最初にこの本が出版されたのは、何と!1969年。今でこそ若冲や蕭白、国芳などの展覧会も大人気だが、当時は伝統的な美術界に新しい価値観を提案するセンセーショナルな書籍であったことだろう。でもそんなに力が入っている印象でもなくて、取り上げる画家たちの表現の奇っ怪さに心底驚き面白がっている様子が窺えて、読む方もすっかり惹きつけられてしまう。
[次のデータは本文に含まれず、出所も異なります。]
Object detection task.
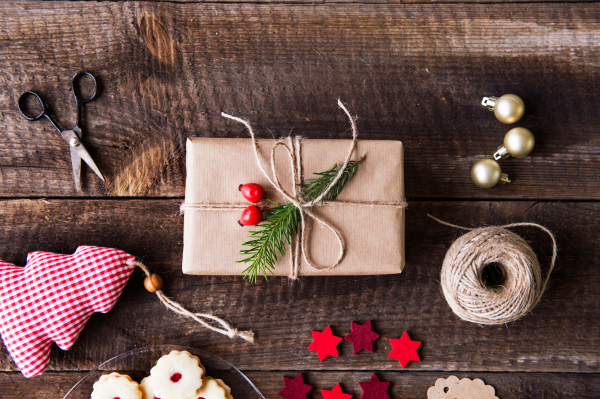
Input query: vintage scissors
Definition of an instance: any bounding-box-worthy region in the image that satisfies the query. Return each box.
[18,71,104,193]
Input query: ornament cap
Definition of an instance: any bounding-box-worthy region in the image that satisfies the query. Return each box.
[494,145,510,161]
[481,96,498,111]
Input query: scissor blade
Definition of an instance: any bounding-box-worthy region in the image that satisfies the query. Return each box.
[60,130,105,184]
[71,144,104,181]
[71,147,81,193]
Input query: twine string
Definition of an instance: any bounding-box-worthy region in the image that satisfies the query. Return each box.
[127,260,254,343]
[427,214,557,325]
[180,99,407,280]
[221,99,358,280]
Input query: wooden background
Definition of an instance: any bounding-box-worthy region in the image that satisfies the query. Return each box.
[0,0,600,399]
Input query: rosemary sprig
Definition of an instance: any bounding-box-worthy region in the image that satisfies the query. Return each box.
[238,203,300,283]
[300,158,362,205]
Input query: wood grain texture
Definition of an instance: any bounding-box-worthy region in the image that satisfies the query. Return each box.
[0,371,600,399]
[0,200,600,373]
[0,2,600,199]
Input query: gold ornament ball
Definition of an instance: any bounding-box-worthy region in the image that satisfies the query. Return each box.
[471,158,502,188]
[504,127,535,158]
[494,94,525,124]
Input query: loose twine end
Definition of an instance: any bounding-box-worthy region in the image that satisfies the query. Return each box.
[127,260,254,343]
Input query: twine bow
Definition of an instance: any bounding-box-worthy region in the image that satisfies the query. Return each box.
[221,99,357,280]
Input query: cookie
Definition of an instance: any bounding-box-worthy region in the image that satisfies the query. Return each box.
[91,373,142,399]
[150,351,205,399]
[198,377,233,399]
[140,376,160,399]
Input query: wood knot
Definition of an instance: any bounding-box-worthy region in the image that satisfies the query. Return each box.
[138,12,177,64]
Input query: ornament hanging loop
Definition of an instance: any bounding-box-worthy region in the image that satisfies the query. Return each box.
[127,260,254,343]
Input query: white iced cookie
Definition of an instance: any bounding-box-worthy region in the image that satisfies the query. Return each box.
[92,373,142,399]
[149,351,204,399]
[197,377,233,399]
[140,376,159,399]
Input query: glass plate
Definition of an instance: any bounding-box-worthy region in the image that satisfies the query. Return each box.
[63,345,264,399]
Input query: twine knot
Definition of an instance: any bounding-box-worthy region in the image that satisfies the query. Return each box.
[221,99,358,280]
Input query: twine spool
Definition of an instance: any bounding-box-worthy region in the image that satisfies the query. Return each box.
[428,215,556,325]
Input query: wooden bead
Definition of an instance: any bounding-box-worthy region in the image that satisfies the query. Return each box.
[144,274,162,292]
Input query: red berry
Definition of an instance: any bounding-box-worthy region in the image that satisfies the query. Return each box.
[239,183,264,204]
[239,205,262,226]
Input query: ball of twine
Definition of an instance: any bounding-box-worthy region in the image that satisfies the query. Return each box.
[430,216,556,325]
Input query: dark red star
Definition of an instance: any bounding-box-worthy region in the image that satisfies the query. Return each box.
[277,373,312,399]
[321,384,352,399]
[308,326,342,361]
[358,373,390,399]
[388,331,421,368]
[344,320,379,353]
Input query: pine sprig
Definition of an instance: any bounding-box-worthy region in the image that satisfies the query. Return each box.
[300,158,362,205]
[238,158,362,283]
[238,203,300,283]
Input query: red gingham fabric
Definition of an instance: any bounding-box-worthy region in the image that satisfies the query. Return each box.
[0,247,135,378]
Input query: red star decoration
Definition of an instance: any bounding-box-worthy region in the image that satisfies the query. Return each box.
[344,320,379,353]
[388,331,421,368]
[321,384,352,399]
[277,373,312,399]
[358,373,390,399]
[308,326,342,361]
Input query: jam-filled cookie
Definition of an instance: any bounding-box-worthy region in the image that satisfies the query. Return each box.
[92,373,142,399]
[198,377,233,399]
[150,351,205,399]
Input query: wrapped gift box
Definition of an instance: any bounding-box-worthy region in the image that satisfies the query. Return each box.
[182,137,405,276]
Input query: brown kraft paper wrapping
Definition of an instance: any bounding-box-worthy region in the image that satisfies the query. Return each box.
[183,137,405,276]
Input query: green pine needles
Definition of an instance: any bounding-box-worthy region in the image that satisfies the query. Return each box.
[300,158,362,205]
[238,158,362,283]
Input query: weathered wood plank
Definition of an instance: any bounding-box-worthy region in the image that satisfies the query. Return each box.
[0,200,600,372]
[0,2,600,199]
[0,371,600,399]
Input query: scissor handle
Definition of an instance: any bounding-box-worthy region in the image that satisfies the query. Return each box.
[17,90,46,121]
[72,71,98,104]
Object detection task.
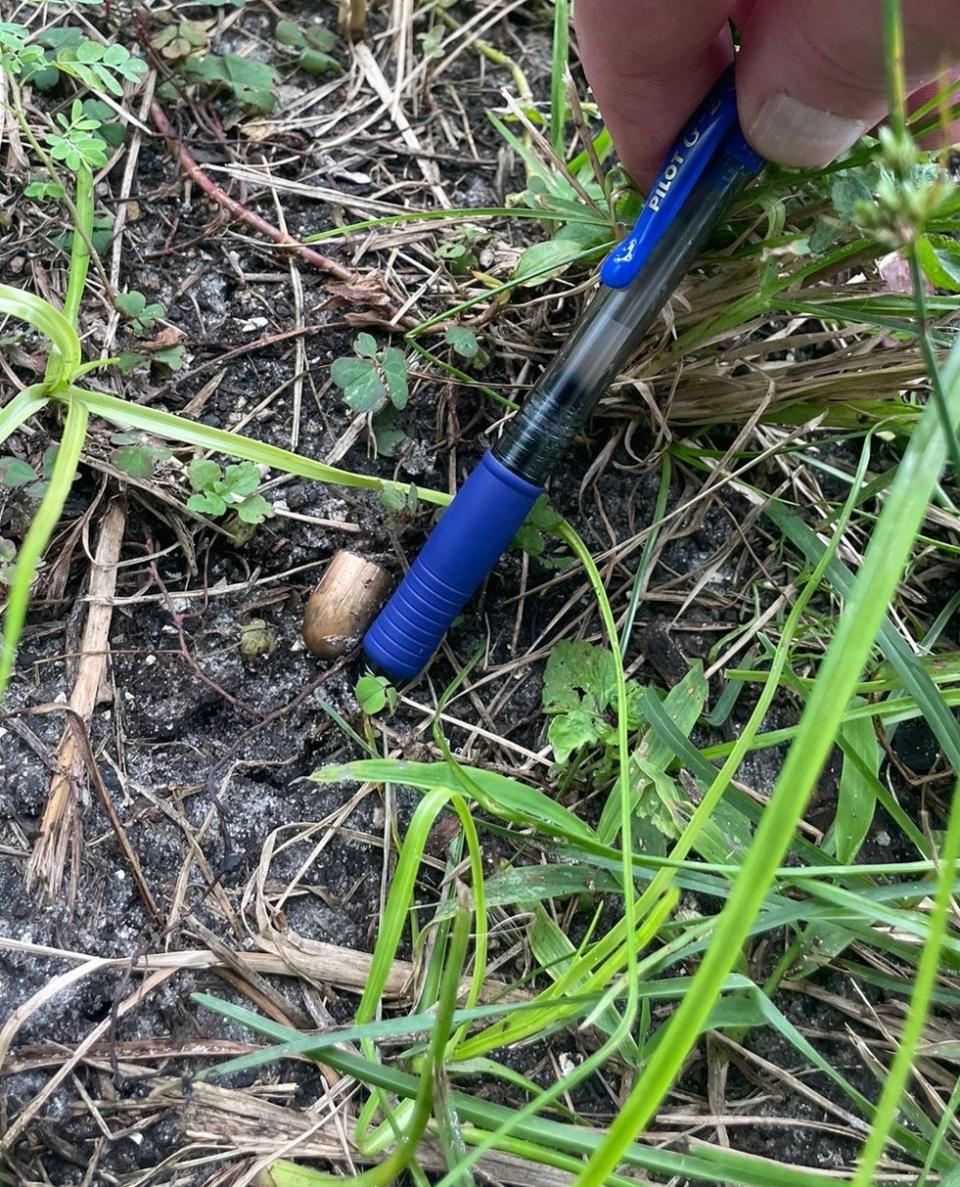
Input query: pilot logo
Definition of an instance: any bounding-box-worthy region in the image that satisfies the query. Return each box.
[647,128,700,212]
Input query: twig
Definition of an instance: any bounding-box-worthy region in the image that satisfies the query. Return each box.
[150,102,356,280]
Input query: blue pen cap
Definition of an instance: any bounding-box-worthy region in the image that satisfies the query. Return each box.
[600,65,764,288]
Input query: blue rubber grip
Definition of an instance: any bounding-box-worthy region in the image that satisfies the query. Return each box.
[363,452,541,679]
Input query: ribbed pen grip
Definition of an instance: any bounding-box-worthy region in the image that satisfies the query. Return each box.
[363,452,541,679]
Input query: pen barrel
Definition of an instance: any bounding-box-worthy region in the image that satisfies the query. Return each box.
[494,147,755,485]
[363,452,542,679]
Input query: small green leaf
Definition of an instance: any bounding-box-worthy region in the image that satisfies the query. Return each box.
[330,358,387,412]
[153,343,186,370]
[547,709,597,763]
[354,675,396,717]
[354,334,376,358]
[235,495,276,523]
[187,457,223,490]
[829,169,876,226]
[380,487,407,514]
[0,457,37,488]
[186,490,227,518]
[223,462,260,495]
[514,224,609,288]
[381,347,409,408]
[116,350,150,375]
[24,182,65,202]
[834,698,883,865]
[110,445,155,478]
[444,325,479,358]
[916,235,960,293]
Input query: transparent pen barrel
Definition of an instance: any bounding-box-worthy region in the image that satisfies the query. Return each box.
[494,157,751,484]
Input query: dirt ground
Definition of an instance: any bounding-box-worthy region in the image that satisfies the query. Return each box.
[0,4,949,1185]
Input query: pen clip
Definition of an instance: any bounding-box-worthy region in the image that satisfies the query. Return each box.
[600,65,763,288]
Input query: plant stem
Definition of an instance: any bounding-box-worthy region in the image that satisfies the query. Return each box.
[0,400,88,702]
[63,165,94,326]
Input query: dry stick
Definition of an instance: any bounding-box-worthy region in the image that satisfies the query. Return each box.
[27,499,127,900]
[0,969,176,1153]
[150,102,355,280]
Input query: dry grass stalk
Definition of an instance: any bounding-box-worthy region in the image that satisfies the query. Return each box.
[175,1083,581,1187]
[27,499,127,900]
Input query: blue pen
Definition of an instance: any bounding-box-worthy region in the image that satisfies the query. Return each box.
[363,66,763,678]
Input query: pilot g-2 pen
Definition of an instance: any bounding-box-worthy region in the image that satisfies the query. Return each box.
[363,66,764,678]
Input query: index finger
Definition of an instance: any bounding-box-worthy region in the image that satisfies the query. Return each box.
[574,0,736,189]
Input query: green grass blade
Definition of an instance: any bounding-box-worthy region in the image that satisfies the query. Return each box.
[0,383,49,445]
[549,0,570,160]
[196,1001,837,1187]
[569,320,960,1187]
[0,398,87,703]
[63,165,94,327]
[70,388,451,507]
[0,285,81,388]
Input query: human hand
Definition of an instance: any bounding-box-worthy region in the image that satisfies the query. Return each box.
[576,0,960,186]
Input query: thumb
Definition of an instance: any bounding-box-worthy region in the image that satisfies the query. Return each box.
[737,0,960,169]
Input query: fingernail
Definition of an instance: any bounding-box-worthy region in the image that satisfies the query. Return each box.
[744,91,871,169]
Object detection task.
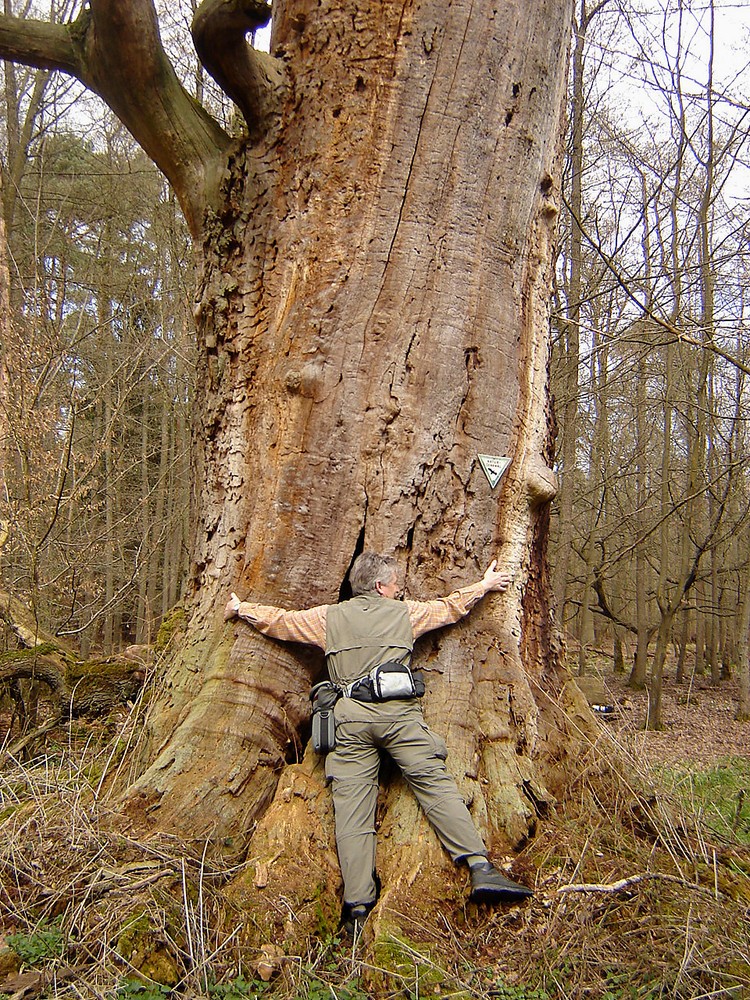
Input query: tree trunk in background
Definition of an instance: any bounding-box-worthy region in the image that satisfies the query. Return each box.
[120,2,580,912]
[0,0,594,940]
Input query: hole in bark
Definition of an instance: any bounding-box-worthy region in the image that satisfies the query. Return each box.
[339,523,365,601]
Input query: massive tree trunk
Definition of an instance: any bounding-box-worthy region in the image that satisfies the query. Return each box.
[0,0,585,936]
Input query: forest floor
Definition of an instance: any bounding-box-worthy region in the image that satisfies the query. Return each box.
[592,673,750,770]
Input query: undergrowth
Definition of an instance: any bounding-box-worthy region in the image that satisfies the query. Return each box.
[0,696,750,1000]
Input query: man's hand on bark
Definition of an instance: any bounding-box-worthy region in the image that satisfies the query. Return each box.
[224,593,241,622]
[482,559,513,593]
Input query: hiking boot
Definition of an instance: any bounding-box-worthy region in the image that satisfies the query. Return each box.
[469,861,533,903]
[341,903,373,938]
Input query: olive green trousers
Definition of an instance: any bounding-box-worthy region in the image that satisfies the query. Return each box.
[326,698,487,905]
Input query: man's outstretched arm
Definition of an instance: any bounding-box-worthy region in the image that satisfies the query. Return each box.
[224,593,328,649]
[406,559,513,639]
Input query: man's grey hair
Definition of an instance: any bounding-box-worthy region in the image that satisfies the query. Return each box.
[349,552,398,597]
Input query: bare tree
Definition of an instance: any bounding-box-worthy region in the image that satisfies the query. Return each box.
[0,0,571,926]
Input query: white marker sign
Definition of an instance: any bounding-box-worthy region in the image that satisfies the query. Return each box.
[478,455,510,490]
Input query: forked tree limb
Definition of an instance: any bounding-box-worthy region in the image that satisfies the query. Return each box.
[192,0,282,137]
[0,0,236,235]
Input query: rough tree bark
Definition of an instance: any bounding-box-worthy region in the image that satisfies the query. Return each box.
[0,0,588,940]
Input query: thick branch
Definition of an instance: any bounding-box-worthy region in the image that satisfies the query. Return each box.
[0,16,81,77]
[0,0,230,235]
[192,0,281,135]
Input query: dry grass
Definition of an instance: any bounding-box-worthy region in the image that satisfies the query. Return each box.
[0,696,750,1000]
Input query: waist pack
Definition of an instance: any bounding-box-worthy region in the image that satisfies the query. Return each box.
[310,681,341,753]
[346,660,424,701]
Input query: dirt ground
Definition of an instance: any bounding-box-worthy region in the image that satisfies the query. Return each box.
[588,674,750,770]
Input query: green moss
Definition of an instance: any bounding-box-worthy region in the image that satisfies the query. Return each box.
[116,912,180,986]
[373,929,450,1000]
[0,642,73,667]
[659,757,750,844]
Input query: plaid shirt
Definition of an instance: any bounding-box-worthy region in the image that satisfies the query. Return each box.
[237,580,494,650]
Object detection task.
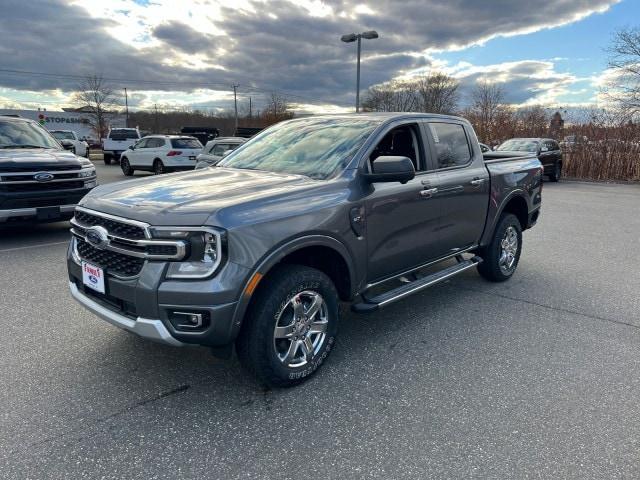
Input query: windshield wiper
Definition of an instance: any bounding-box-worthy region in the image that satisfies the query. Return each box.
[0,145,52,148]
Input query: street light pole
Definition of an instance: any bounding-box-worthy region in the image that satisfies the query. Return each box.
[340,30,378,113]
[356,35,362,113]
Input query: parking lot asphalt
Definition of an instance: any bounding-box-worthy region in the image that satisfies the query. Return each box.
[0,165,640,479]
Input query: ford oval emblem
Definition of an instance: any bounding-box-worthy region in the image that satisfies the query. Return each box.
[33,172,53,182]
[84,226,109,250]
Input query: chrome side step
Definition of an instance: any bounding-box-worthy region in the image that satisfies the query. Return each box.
[351,256,482,313]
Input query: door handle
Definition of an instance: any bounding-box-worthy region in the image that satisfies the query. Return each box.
[420,188,438,198]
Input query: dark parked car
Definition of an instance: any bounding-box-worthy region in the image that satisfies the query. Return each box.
[0,116,96,226]
[67,114,542,386]
[496,138,562,182]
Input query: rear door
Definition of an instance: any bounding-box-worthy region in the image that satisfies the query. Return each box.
[425,119,490,251]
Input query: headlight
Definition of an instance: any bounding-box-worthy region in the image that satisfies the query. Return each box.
[150,227,225,278]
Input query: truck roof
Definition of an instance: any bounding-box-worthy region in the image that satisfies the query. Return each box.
[293,112,467,122]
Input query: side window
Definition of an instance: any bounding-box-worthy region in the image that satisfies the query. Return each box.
[147,138,164,148]
[429,122,471,168]
[211,143,229,156]
[369,124,422,171]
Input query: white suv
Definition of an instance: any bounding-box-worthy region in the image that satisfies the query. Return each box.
[120,135,202,177]
[50,130,89,158]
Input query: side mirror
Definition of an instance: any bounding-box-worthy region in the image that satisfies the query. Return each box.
[363,156,416,183]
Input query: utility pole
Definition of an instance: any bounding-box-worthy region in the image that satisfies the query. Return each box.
[233,85,238,135]
[124,87,129,128]
[153,103,159,133]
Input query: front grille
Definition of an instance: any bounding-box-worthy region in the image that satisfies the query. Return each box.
[3,165,80,173]
[0,172,78,182]
[75,210,145,240]
[146,245,178,256]
[76,237,144,277]
[0,181,84,193]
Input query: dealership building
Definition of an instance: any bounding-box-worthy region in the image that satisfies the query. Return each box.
[0,108,126,138]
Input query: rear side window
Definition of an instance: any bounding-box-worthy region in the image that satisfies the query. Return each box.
[171,138,202,148]
[429,122,471,168]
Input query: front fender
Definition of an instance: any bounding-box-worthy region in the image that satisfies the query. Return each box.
[225,234,357,338]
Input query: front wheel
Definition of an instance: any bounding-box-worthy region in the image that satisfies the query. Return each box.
[478,213,522,282]
[236,265,338,387]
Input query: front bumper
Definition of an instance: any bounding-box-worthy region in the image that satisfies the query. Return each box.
[67,245,249,347]
[69,282,184,347]
[0,204,76,224]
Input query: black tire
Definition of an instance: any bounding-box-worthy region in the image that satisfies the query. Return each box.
[478,213,522,282]
[549,162,562,182]
[120,157,135,177]
[236,265,338,387]
[153,158,167,175]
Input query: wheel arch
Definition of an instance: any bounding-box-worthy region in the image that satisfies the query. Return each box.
[480,189,529,246]
[232,235,356,338]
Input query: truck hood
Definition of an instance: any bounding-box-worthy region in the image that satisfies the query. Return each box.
[0,148,88,172]
[81,167,324,226]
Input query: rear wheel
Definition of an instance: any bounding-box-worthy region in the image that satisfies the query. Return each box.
[478,213,522,282]
[153,158,167,175]
[120,157,135,177]
[236,265,338,387]
[549,162,562,182]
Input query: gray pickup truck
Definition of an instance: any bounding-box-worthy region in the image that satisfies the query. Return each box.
[68,114,542,386]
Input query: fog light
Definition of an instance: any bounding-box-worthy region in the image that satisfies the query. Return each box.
[169,311,209,331]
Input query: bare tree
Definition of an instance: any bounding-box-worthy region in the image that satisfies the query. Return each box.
[263,92,291,120]
[416,72,460,114]
[74,75,118,138]
[362,72,458,113]
[469,81,509,144]
[605,27,640,119]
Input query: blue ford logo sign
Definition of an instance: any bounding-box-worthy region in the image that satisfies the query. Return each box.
[33,172,53,182]
[84,226,109,250]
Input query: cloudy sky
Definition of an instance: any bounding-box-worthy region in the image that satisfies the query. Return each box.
[0,0,640,111]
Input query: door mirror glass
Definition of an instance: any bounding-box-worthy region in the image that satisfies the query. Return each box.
[364,156,416,183]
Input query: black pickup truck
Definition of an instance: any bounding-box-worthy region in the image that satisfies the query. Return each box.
[67,114,542,386]
[0,116,96,227]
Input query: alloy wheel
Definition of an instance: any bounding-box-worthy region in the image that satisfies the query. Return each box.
[273,290,329,368]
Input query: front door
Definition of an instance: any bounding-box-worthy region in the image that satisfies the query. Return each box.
[365,123,440,282]
[426,120,490,255]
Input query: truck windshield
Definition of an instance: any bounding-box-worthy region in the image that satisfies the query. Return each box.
[498,138,539,153]
[0,119,60,150]
[218,118,379,180]
[51,131,75,140]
6人の画家たちは、それぞれに特徴があるのですが、その中でも奇想天外という点では、蕭白が群を抜いている。そしてまた、もうすぐ展覧会で見られると思うと、ホント期待が高まるのだ。特に「雲龍図」については、このところいろいろなTV番組でボストン美術館展の特集が組まれ、早く眼にしたくてウズウズ。(大阪に来るのは来年だ…待ち遠しい)
巨大な龍の迫力も楽しみですが、奇っ怪な人物像をじっくり見たいですね。そうか~、もしかしてこの本の図版のモノクロの小さな画面は、これじゃ満足できない!実際に自分の目で見てみたい!という気持ちにさせ、読者を展覧会に誘うためだったのか?
辻先生、いいですね。この前の日経新聞の山下先生とのエピソードといい。(ツイッター参照)
もっといろいろなご著書を読んでみようと、図書館で「奇想の図譜―からくり・若冲・かざり 」を借りて来ました。楽しみです!